You are viewing a plain text version of this content. The canonical link for it is here.
Posted to user@orc.apache.org by Dave Birdsall <da...@esgyn.com> on 2016/04/06 20:28:18 UTC

ColumnStatistics getNumberOfValues

Hi,



I have a question about the getNumberOfValues() method of the
ColumnStatistics interface.



In the Hive documentation (for example, here:
https://hive.apache.org/javadocs/r0.12.0/api/org/apache/hadoop/hive/ql/io/orc/ColumnStatistics.html),
the method is described as returning “the number of values in this column”.
Under Method Detail, it says, “it will differ from the number of rows
because of NULL values and repeated values.”



My question concerns “repeated values”.



Being an SQL guy, I leap to the conclusion that getNumberOfValues() returns
the equivalent of “select count(distinct column) from orc_table”, that is,
the number of distinct values for that column in the table. (Well, for ORC
it is for a particular stripe of the table, but I hope my meaning gets
across.)



But when I experiment with this API, it seems to be returning the number of
non-null values instead. For example, using the Trafodion SQL engine to
query an example Hive table using ORC files, I see:



>>select s_rec_end_date from hive.hive.store2_orc order by s_rec_end_date;



S_REC_END_DATE

--------------



    1999-03-13

    1999-03-13

    2000-03-12

    2000-03-12

    2001-03-12

    2001-03-12

?

?

?

?

?

?



--- 12 row(s) selected.



But when I look at what ColumnStatistics.getNumberOfValues() returns for
this column, I get 6. (This particular example table has just one stripe.)
Looking at the values, though, there are just 3 distinct values here.



So, my question is: Is it the case that
ColumnStatistics.getNumberOfValues() returns the number of non-null values
in a column (in a given stripe)?

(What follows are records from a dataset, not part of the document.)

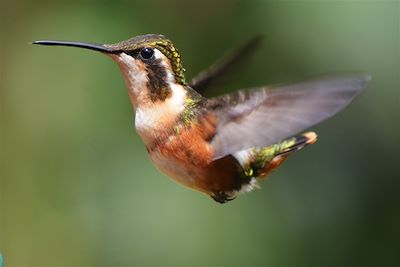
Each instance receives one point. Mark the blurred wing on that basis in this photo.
(265, 116)
(207, 77)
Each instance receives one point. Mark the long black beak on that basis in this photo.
(96, 47)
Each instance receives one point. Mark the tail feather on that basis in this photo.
(263, 160)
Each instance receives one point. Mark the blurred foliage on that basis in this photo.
(76, 186)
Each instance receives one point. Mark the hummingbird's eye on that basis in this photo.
(147, 53)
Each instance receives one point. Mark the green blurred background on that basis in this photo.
(77, 188)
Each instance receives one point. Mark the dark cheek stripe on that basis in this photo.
(157, 81)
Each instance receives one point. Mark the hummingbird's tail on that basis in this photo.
(263, 160)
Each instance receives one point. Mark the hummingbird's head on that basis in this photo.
(150, 63)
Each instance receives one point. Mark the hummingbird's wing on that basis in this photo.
(266, 115)
(207, 77)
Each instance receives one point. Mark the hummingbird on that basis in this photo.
(220, 146)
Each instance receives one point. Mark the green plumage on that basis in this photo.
(261, 158)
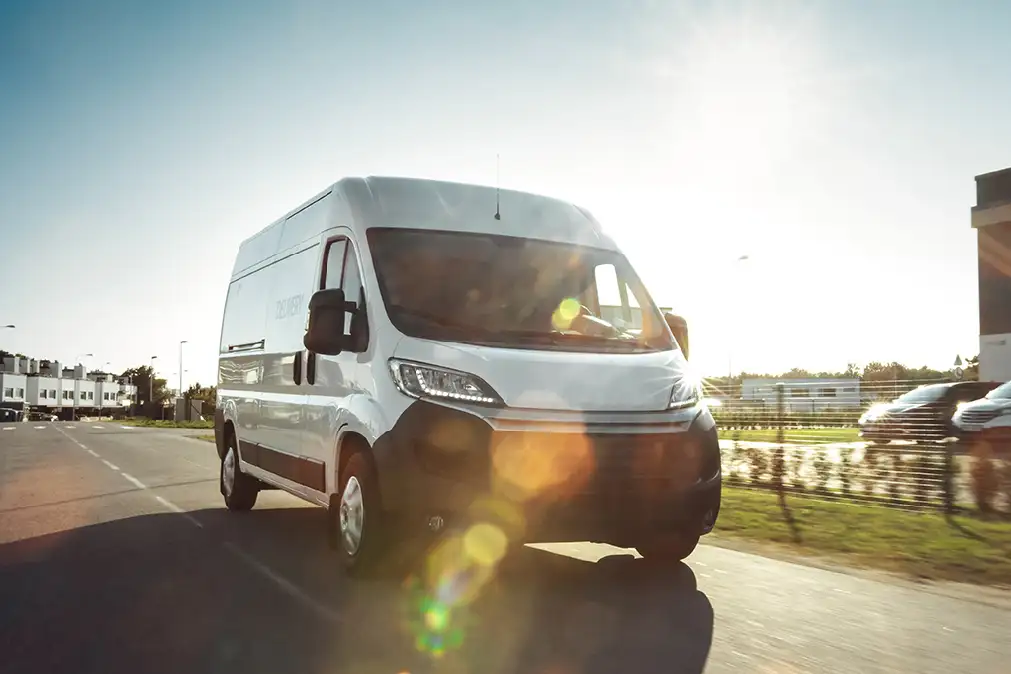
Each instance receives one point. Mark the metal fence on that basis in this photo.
(799, 437)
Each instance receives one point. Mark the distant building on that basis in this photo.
(47, 385)
(992, 221)
(802, 395)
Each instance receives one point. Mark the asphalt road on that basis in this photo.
(116, 555)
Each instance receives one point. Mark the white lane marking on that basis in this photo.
(285, 585)
(132, 480)
(175, 508)
(71, 438)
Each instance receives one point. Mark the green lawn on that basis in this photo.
(159, 423)
(797, 436)
(921, 545)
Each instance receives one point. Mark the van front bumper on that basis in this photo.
(574, 484)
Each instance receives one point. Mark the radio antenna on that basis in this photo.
(498, 212)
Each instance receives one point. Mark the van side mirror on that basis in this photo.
(328, 316)
(679, 327)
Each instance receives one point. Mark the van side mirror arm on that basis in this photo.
(679, 327)
(325, 330)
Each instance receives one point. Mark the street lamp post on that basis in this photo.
(730, 332)
(151, 382)
(77, 392)
(181, 367)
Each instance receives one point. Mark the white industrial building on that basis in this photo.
(802, 395)
(992, 221)
(51, 387)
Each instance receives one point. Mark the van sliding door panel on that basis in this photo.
(281, 395)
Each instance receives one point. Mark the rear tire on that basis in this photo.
(240, 490)
(668, 549)
(356, 518)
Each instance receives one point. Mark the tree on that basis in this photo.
(972, 371)
(148, 385)
(206, 393)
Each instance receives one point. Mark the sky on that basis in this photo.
(834, 143)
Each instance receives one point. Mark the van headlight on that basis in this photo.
(429, 381)
(686, 393)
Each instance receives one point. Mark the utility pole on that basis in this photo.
(151, 382)
(181, 367)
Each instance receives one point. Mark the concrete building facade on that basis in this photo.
(991, 217)
(51, 387)
(802, 395)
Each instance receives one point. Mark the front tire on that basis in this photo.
(668, 549)
(357, 519)
(240, 490)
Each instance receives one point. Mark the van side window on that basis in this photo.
(334, 265)
(355, 292)
(352, 278)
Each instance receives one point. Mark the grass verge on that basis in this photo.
(797, 436)
(922, 545)
(167, 423)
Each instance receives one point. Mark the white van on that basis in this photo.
(416, 355)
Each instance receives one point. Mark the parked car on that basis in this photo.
(923, 414)
(986, 418)
(456, 370)
(10, 414)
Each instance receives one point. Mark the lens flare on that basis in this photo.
(566, 312)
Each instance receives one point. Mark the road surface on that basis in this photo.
(117, 556)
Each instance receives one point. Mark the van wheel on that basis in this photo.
(668, 549)
(356, 518)
(240, 490)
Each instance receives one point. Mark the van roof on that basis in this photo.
(374, 201)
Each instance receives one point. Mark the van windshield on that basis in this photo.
(1002, 392)
(923, 394)
(514, 292)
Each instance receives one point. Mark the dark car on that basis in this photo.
(988, 415)
(923, 414)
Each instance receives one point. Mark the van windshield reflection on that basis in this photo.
(515, 292)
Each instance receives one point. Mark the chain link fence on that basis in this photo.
(891, 443)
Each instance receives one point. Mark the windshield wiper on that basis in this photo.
(528, 335)
(437, 319)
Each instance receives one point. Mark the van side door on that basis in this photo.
(332, 380)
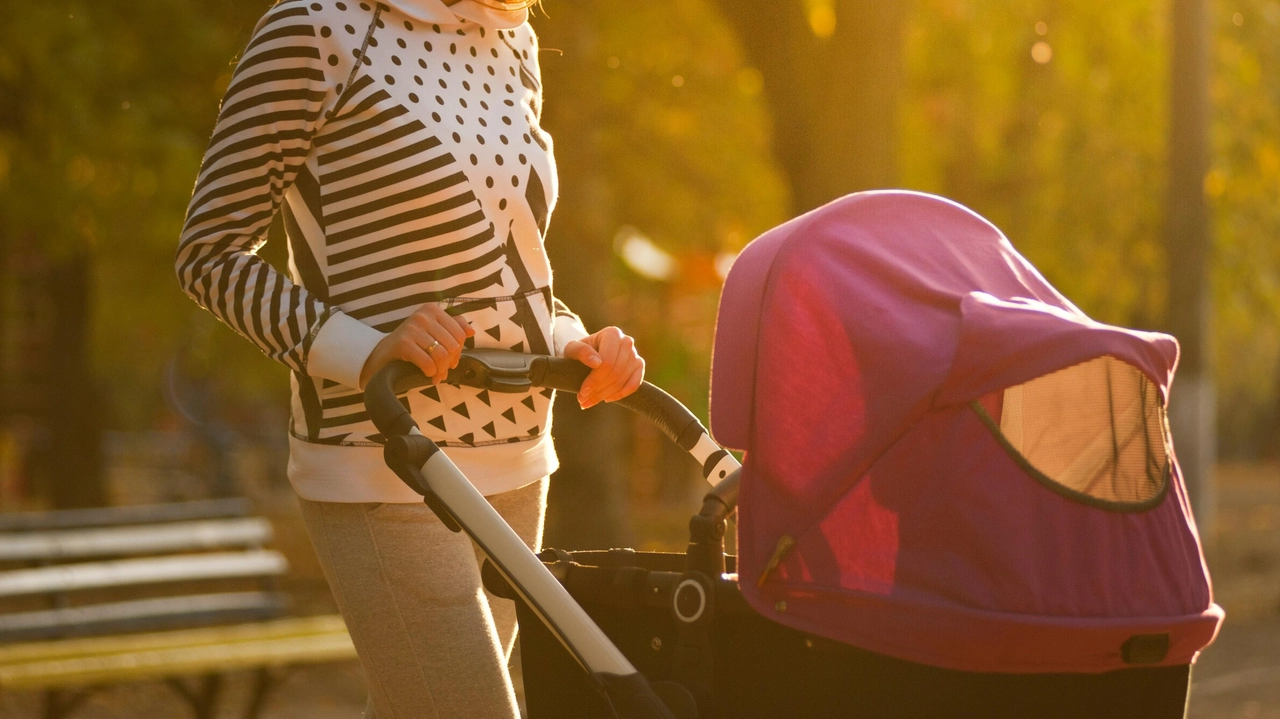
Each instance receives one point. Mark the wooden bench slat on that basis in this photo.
(135, 514)
(124, 572)
(177, 662)
(154, 641)
(172, 537)
(141, 614)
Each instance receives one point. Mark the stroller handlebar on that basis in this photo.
(503, 371)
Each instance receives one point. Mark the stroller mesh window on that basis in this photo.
(1095, 431)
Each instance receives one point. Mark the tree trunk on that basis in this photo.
(73, 411)
(1187, 233)
(833, 100)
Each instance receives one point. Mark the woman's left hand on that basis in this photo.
(617, 369)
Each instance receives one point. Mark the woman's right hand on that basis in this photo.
(429, 338)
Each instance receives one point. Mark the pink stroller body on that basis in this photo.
(968, 472)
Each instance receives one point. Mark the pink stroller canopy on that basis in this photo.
(946, 461)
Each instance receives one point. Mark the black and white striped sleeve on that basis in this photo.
(566, 326)
(275, 102)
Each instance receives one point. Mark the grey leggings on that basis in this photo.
(432, 641)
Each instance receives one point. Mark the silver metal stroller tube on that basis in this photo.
(420, 463)
(522, 569)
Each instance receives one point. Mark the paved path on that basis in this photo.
(1239, 676)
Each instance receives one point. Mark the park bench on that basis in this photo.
(179, 592)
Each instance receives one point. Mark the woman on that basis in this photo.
(401, 143)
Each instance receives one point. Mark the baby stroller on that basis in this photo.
(961, 503)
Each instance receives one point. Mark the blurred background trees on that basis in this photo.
(682, 131)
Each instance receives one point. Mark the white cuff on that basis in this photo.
(566, 329)
(341, 348)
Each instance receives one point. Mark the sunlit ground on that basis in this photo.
(1237, 678)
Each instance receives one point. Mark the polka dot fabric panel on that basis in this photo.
(424, 177)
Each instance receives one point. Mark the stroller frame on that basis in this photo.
(420, 463)
(588, 618)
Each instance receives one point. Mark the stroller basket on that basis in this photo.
(737, 664)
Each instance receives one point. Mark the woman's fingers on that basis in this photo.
(583, 352)
(410, 351)
(618, 367)
(630, 385)
(620, 379)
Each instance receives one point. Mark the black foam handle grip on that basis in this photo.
(389, 416)
(480, 367)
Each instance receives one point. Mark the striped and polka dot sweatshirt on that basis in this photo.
(401, 143)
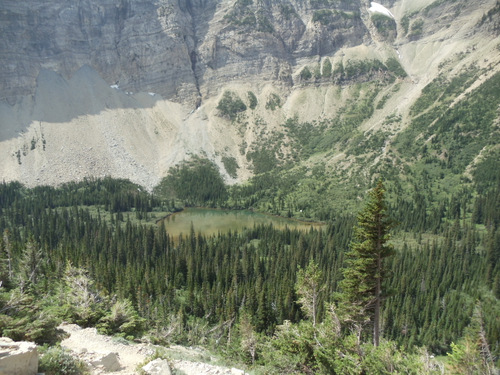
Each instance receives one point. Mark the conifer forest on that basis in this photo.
(385, 290)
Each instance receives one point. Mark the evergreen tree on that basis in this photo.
(361, 289)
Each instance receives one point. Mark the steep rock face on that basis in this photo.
(131, 88)
(18, 358)
(124, 41)
(178, 49)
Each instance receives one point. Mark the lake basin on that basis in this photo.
(210, 222)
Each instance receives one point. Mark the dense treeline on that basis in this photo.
(197, 289)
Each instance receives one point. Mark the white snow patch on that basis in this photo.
(378, 8)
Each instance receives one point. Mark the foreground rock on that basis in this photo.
(157, 367)
(18, 358)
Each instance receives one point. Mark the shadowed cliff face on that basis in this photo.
(181, 49)
(130, 88)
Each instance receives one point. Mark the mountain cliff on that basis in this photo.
(132, 88)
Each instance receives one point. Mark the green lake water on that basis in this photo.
(211, 221)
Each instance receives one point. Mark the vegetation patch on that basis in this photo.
(230, 105)
(273, 102)
(231, 166)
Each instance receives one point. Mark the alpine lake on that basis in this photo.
(211, 222)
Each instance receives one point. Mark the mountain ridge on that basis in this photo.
(131, 131)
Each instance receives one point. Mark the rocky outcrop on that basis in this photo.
(157, 367)
(179, 49)
(18, 358)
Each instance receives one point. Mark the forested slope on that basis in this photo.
(208, 290)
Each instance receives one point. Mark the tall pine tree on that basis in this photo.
(361, 292)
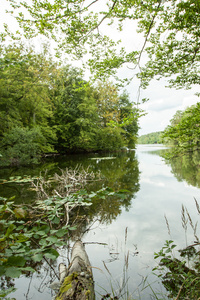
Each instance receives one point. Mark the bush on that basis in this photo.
(21, 146)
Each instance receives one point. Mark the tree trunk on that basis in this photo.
(76, 281)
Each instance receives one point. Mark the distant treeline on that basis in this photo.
(151, 138)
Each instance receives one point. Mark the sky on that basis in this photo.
(163, 102)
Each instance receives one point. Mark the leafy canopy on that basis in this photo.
(170, 29)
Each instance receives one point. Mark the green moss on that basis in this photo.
(87, 293)
(66, 285)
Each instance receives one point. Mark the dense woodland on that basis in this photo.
(184, 130)
(47, 108)
(151, 138)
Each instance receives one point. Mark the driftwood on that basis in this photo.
(76, 281)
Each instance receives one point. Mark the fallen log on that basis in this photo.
(76, 281)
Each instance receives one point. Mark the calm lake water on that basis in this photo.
(132, 228)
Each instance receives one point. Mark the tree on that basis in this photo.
(170, 29)
(25, 82)
(75, 112)
(25, 104)
(184, 133)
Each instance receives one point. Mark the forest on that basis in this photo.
(50, 109)
(184, 130)
(150, 138)
(47, 107)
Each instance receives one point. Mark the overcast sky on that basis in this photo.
(163, 102)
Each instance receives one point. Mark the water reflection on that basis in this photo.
(185, 167)
(121, 172)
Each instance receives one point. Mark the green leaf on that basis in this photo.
(61, 232)
(16, 261)
(20, 213)
(51, 254)
(52, 239)
(6, 292)
(37, 257)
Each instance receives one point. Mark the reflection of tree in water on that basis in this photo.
(121, 173)
(186, 167)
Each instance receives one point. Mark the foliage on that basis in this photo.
(184, 132)
(170, 30)
(180, 276)
(151, 138)
(22, 146)
(32, 233)
(46, 108)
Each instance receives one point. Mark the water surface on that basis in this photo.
(132, 228)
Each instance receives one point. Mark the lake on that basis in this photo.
(122, 235)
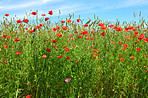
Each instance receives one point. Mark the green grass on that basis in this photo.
(97, 74)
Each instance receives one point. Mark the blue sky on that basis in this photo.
(104, 9)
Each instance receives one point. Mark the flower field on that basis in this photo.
(72, 59)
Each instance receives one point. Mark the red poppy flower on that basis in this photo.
(44, 56)
(5, 61)
(6, 14)
(62, 21)
(138, 49)
(120, 43)
(125, 45)
(50, 12)
(28, 96)
(59, 56)
(100, 24)
(78, 20)
(33, 13)
(19, 21)
(6, 46)
(146, 39)
(104, 28)
(79, 36)
(123, 48)
(5, 36)
(136, 32)
(110, 25)
(122, 59)
(16, 40)
(77, 61)
(144, 29)
(48, 50)
(53, 41)
(68, 58)
(59, 34)
(68, 21)
(43, 15)
(127, 37)
(18, 53)
(103, 33)
(31, 31)
(46, 19)
(84, 33)
(67, 80)
(141, 36)
(131, 86)
(85, 25)
(26, 20)
(64, 28)
(132, 57)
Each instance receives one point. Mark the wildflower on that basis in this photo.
(64, 28)
(46, 19)
(144, 29)
(127, 37)
(6, 14)
(67, 80)
(33, 13)
(19, 21)
(66, 49)
(103, 33)
(122, 59)
(146, 39)
(68, 21)
(60, 56)
(26, 20)
(59, 34)
(123, 48)
(78, 20)
(131, 86)
(5, 61)
(85, 25)
(136, 32)
(62, 21)
(68, 58)
(138, 49)
(141, 36)
(104, 28)
(48, 50)
(18, 53)
(44, 56)
(120, 43)
(84, 33)
(5, 36)
(79, 36)
(125, 45)
(77, 61)
(100, 24)
(28, 96)
(16, 40)
(132, 57)
(43, 15)
(53, 41)
(50, 12)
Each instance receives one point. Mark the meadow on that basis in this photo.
(73, 59)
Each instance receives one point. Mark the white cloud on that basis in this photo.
(126, 3)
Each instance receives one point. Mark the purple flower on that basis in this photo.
(67, 79)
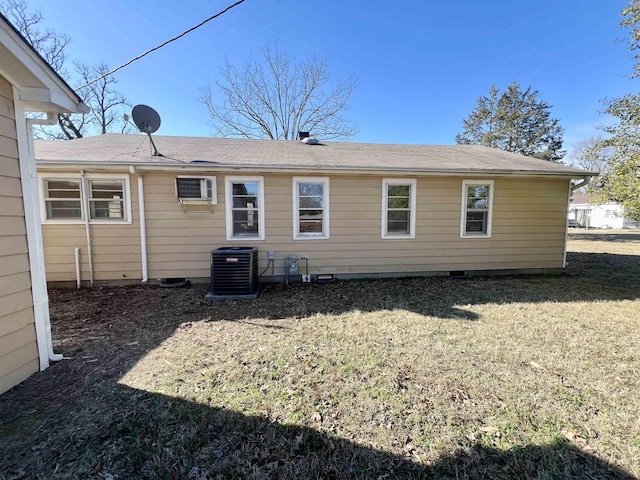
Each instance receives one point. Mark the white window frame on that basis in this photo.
(228, 181)
(386, 182)
(204, 197)
(84, 202)
(324, 235)
(463, 209)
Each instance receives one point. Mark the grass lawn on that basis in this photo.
(507, 377)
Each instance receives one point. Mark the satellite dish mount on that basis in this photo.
(148, 121)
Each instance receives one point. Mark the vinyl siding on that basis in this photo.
(529, 221)
(115, 247)
(18, 350)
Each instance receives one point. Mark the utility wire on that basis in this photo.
(161, 45)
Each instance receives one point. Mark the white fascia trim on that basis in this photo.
(412, 182)
(296, 203)
(29, 182)
(78, 177)
(463, 208)
(305, 170)
(59, 96)
(229, 203)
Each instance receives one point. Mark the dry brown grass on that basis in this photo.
(527, 377)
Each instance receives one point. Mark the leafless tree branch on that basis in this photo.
(278, 97)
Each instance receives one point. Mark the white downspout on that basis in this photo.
(566, 228)
(87, 227)
(143, 226)
(31, 202)
(78, 276)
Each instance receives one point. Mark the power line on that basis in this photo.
(161, 45)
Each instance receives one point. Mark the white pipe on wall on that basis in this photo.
(85, 201)
(143, 227)
(78, 278)
(31, 203)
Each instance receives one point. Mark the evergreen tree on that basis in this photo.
(516, 121)
(620, 181)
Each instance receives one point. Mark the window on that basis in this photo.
(477, 201)
(62, 199)
(107, 198)
(398, 208)
(245, 208)
(310, 208)
(196, 188)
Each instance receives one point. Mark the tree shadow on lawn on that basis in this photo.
(104, 430)
(76, 421)
(589, 277)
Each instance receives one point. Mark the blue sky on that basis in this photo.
(420, 65)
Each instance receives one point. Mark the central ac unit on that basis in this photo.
(234, 273)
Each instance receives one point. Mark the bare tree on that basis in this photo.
(591, 153)
(106, 103)
(278, 97)
(48, 43)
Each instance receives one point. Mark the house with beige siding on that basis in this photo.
(350, 209)
(27, 84)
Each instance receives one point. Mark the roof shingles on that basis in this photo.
(279, 154)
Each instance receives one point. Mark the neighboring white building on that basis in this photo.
(603, 215)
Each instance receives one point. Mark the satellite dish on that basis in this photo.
(146, 119)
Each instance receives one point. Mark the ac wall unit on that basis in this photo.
(234, 273)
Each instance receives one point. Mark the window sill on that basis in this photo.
(311, 237)
(484, 235)
(398, 237)
(82, 222)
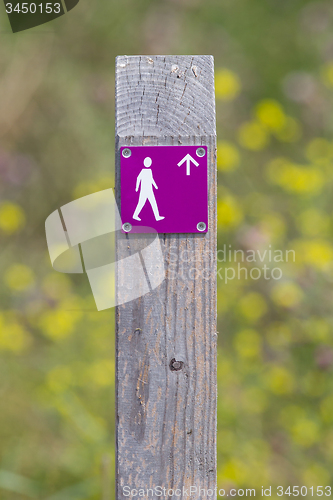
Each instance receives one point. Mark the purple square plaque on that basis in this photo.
(164, 188)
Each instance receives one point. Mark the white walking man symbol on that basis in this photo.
(145, 178)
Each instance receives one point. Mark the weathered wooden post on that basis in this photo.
(166, 339)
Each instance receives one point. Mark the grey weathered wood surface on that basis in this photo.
(166, 420)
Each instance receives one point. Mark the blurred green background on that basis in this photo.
(274, 92)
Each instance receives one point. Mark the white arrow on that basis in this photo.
(188, 158)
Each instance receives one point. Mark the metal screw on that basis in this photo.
(127, 227)
(201, 152)
(175, 366)
(201, 226)
(126, 153)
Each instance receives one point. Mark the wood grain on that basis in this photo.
(166, 418)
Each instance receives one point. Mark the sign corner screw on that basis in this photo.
(127, 227)
(126, 153)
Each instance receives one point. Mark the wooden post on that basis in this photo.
(166, 339)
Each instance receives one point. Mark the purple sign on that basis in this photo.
(164, 188)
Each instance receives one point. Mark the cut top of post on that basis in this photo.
(158, 95)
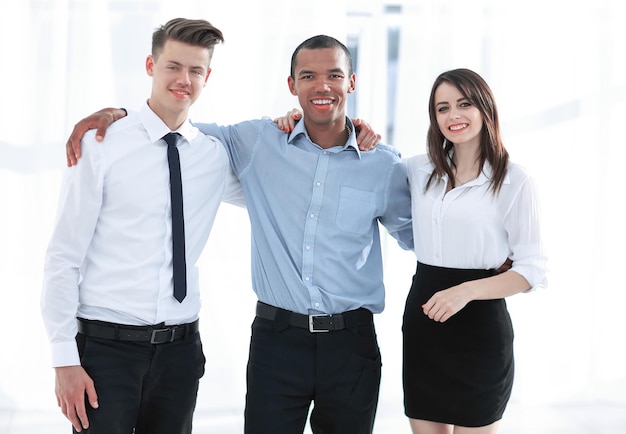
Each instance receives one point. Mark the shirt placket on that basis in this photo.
(310, 231)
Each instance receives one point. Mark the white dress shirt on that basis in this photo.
(110, 256)
(470, 228)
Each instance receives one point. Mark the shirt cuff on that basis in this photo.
(64, 354)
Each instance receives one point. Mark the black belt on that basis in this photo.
(313, 323)
(156, 334)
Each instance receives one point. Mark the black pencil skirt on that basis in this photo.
(460, 371)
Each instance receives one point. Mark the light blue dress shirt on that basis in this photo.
(314, 215)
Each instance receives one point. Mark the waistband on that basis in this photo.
(154, 334)
(318, 323)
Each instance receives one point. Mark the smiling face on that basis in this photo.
(179, 74)
(458, 119)
(322, 81)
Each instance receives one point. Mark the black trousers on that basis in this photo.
(289, 368)
(142, 388)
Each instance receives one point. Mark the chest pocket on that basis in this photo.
(356, 210)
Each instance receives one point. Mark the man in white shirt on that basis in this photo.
(127, 353)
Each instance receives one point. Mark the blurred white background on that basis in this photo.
(558, 71)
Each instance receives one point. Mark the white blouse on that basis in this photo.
(469, 227)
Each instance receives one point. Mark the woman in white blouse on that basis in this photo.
(472, 209)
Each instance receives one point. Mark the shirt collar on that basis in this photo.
(351, 144)
(156, 128)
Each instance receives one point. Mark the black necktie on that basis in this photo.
(178, 223)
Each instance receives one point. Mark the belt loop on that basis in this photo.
(282, 320)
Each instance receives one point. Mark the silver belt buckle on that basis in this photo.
(311, 327)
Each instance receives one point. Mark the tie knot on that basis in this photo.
(171, 138)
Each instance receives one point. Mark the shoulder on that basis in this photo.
(388, 152)
(418, 163)
(517, 174)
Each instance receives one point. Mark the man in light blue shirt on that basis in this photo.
(315, 203)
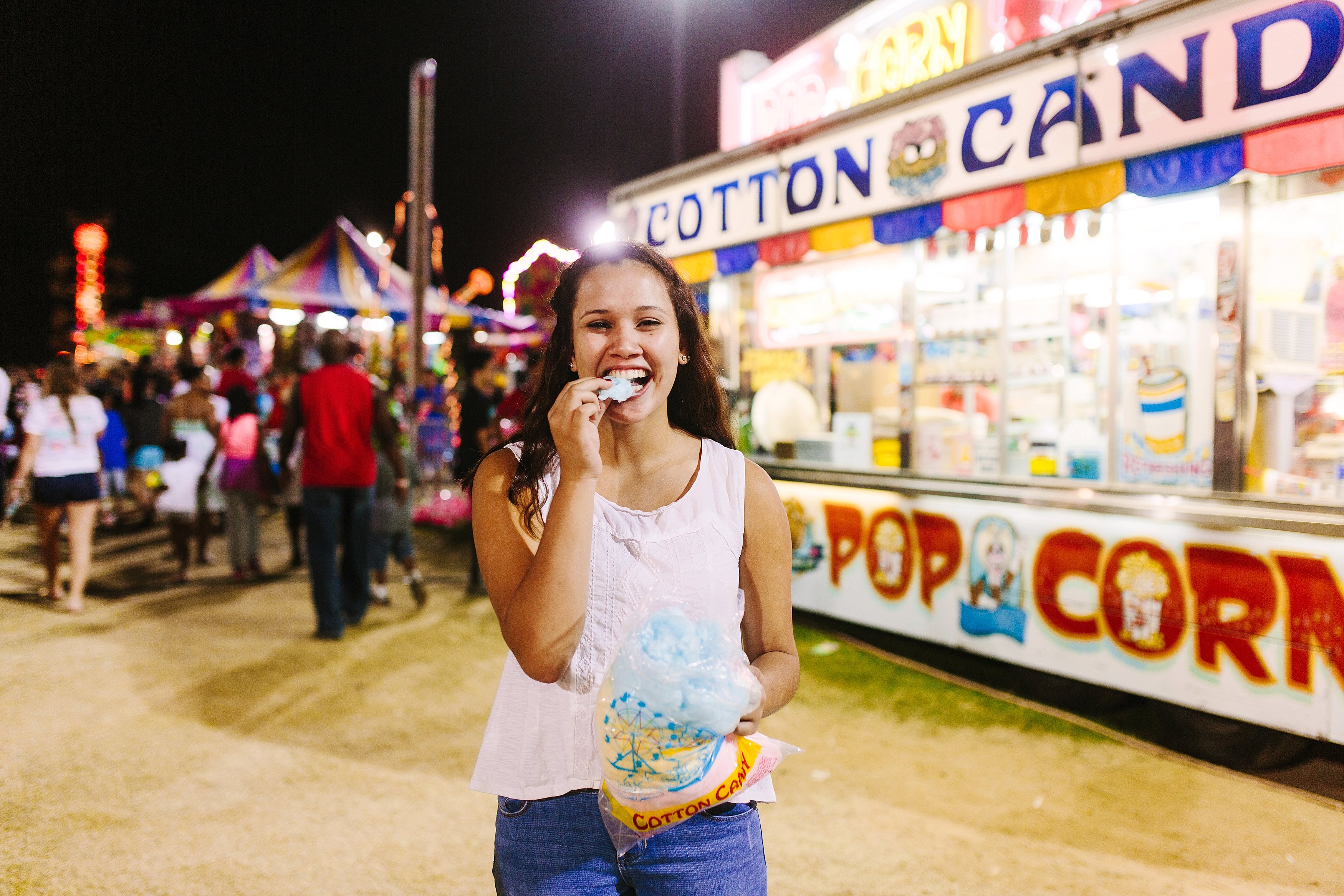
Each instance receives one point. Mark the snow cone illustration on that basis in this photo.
(919, 156)
(1143, 590)
(1162, 401)
(807, 553)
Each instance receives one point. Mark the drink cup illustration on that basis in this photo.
(1162, 401)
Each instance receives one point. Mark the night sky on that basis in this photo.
(204, 128)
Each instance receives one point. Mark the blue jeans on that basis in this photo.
(381, 545)
(558, 847)
(338, 518)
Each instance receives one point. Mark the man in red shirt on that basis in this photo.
(232, 373)
(339, 412)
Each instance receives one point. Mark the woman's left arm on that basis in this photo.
(765, 573)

And the Hive documentation is incorrect
when it mentions “repeated values”?



Thanks,



Dave

Re: ColumnStatistics getNumberOfValues

Posted by Owen O'Malley <om...@apache.org>.
It is the number of non-null values. The "and repeated values" is incorrect
and should be fixed.

.. Owen

On Wed, Apr 6, 2016 at 11:28 AM, Dave Birdsall <da...@esgyn.com>
wrote:

> Hi,
>
>
>
> I have a question about the getNumberOfValues() method of the
> ColumnStatistics interface.
>
>
>
> In the Hive documentation (for example, here:
> https://hive.apache.org/javadocs/r0.12.0/api/org/apache/hadoop/hive/ql/io/orc/ColumnStatistics.html),
> the method is described as returning “the number of values in this column”.
> Under Method Detail, it says, “it will differ from the number of rows
> because of NULL values and repeated values.”
>
>
>
> My question concerns “repeated values”.
>
>
>
> Being an SQL guy, I leap to the conclusion that getNumberOfValues()
> returns the equivalent of “select count(distinct column) from orc_table”,
> that is, the number of distinct values for that column in the table. (Well,
> for ORC it is for a particular stripe of the table, but I hope my meaning
> gets across.)
>
>
>
> But when I experiment with this API, it seems to be returning the number
> of non-null values instead. For example, using the Trafodion SQL engine to
> query an example Hive table using ORC files, I see:
>
>
>
> >>select s_rec_end_date from hive.hive.store2_orc order by s_rec_end_date;
>
>
>
> S_REC_END_DATE
>
> --------------
>
>
>
>     1999-03-13
>
>     1999-03-13
>
>     2000-03-12
>
>     2000-03-12
>
>     2001-03-12
>
>     2001-03-12
>
> ?
>
> ?
>
> ?
>
> ?
>
> ?
>
> ?
>
>
>
> --- 12 row(s) selected.
>
>
>
> But when I look at what ColumnStatistics.getNumberOfValues() returns for
> this column, I get 6. (This particular example table has just one stripe.)
> Looking at the values, though, there are just 3 distinct values here.
>
>
>
> So, my question is: Is it the case that
> ColumnStatistics.getNumberOfValues() returns the number of non-null values
> in a column (in a given stripe)? And the Hive documentation is incorrect
> when it mentions “repeated values”?
>
>
>
> Thanks,
>
>
>
> Dave
>